America

USA 2016, se John Wayne vota Donald Trump

31 Dicembre 2015

Pochi minuti fa, Donald Trump ha pubblicato un post su Facebook in cui presenta una lettera ricevuta dalla figlia di John Wayne, Aissa. Nella lettera, quest’ultima sottolinea come  il miliardario abbia recentemente visitato il luogo di nascita di suo padre in Iowa, sostenendo che l’attore sarebbe stato sicuramente orgoglioso del suo intento di voler far tornare l’America ad essere grande. Ringrazia poi il magnate di aver dato voce al popolo americano, dichiarandosi una sua sostenitrice e concludendo che anche suo padre lo sarebbe indubbiamente stato.

Al di là del chiaro obiettivo di accattivarsi le simpatie degli elettori dell’Iowa (Stato in cui attualmente i sondaggi iniziano a darlo in difficoltà, a causa della concorrenza del senatore Ted Cruz), Trump non è  nuovo a certi riferimenti. Soprattutto quando, qualche settimana fa, l’attore Robert Davi lo aveva paragonato al protagonista di “Un dollaro d’onore“: cosa che il miliardario aveva mostrato di apprezzare, enfatizzandola sui social network. Del resto, parte essenziale della strategia comunicativa del creso newyokese è proprio quella di associarsi a determinati miti del pantheon repubblicano: dallo stesso Wayne a Clint Eastwood, arrivando infine a Ronald Reagan. Miti che possano conferirgli un’aura dai tratti sacrali, in particolare davanti al proprio target elettorale: il maschio bianco, protestante e anglosassone, che considera la rinascita americana non secondo le categorie della politica di potenza ma bensì come celodurismo individualista redivivo.

Miti tuttavia che il magnate reinterpreta secondo i propri crismi, arrivando talvolta a distorcerli e facendoli passare per quello che non sono. Si pensi a Reagan, da cui Trump si discosta tanto in politica economica (sposando una prospettiva protezionistica ben lontana dai capisaldi della Supply Side Economics) quanto in politica estera: il miliardario difatti è tendenzialmente un isolazionista (basti guardare al conflitto siriano). Elemento, questo, che lo distanzia notevolmente non soltanto dall’interventismo reaganiano ma anche dallo stesso John Wayne. Quel John Wayne che – pur avendo appoggiato Nixon durante la campagna elettorale del 1960 – elaborò un’idea di patriottismo che lo portò a sostenere convintamente la guerra del Vietnam: in difesa della quale produsse il celebre (e contestatissimo) “Berretti verdi“, da molti critici tacciato di essere non a caso un film propagandistico e guerrafondaio.
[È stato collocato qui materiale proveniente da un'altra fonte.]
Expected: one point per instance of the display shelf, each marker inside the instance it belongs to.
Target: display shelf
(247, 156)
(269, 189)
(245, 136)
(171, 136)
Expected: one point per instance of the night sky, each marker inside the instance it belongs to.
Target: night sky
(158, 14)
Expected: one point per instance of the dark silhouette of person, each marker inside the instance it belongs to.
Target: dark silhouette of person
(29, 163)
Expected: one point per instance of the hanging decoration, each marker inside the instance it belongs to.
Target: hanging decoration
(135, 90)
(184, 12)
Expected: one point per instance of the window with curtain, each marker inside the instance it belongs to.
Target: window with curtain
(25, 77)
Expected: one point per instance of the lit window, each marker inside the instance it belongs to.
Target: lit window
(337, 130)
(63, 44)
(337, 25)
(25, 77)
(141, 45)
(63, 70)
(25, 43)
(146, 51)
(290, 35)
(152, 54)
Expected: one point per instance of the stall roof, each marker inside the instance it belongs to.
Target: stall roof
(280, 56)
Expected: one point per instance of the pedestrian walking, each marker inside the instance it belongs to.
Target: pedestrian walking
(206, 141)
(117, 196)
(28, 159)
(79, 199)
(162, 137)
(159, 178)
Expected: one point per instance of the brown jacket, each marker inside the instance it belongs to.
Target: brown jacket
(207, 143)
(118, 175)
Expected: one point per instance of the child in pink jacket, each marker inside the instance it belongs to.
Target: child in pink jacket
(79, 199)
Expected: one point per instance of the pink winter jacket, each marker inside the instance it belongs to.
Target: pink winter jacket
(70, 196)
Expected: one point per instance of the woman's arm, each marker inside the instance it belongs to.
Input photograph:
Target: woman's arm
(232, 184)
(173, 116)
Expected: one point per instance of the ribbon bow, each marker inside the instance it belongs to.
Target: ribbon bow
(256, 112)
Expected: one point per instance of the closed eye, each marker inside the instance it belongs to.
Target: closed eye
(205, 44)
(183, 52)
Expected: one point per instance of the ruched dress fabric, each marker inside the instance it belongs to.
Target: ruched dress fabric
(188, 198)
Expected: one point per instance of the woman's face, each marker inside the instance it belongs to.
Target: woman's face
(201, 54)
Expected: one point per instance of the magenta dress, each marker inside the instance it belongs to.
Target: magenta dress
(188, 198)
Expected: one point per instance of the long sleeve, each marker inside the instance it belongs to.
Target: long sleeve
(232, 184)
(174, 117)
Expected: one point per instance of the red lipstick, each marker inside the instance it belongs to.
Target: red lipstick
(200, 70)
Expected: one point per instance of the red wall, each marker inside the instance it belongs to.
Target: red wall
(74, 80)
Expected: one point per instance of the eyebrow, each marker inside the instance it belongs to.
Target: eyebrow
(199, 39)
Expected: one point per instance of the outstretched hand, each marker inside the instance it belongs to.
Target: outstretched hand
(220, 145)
E infine: siamo veramente sicuri che un endorsement (ancorché postumo) da parte di El Grinta sia così desiderabile? La Storia dimostra il contrario. Durante la campagna elettorale del 1964, l’allora candidato repubblicano, Barry Goldwater, fece ampio ricorso a John Wayne per la propria strategia comunicativa. L’attore si spese in prima linea e a più riprese, sfruttando non soltanto la propria notorietà ma anche i valori gagliardamente conservatori da lui costantemente incarnati (dall’americanismo al patriottismo). Risultato: nel ’64 il GOP andò incontro a uno dei peggiori disastri elettorali della sua storia, perdendo in quasi tutti gli Stati. Questo per dire, che cercare di basare il consenso elettorale sui personaggi dello spettacolo si rivela spesso uno sforzo effimero. D’altronde, anche Mitt Romney ricevette a Tampa nel 2012 l’endorsement dell’ispettore Callaghan: e si è visto poi come è andata a finire.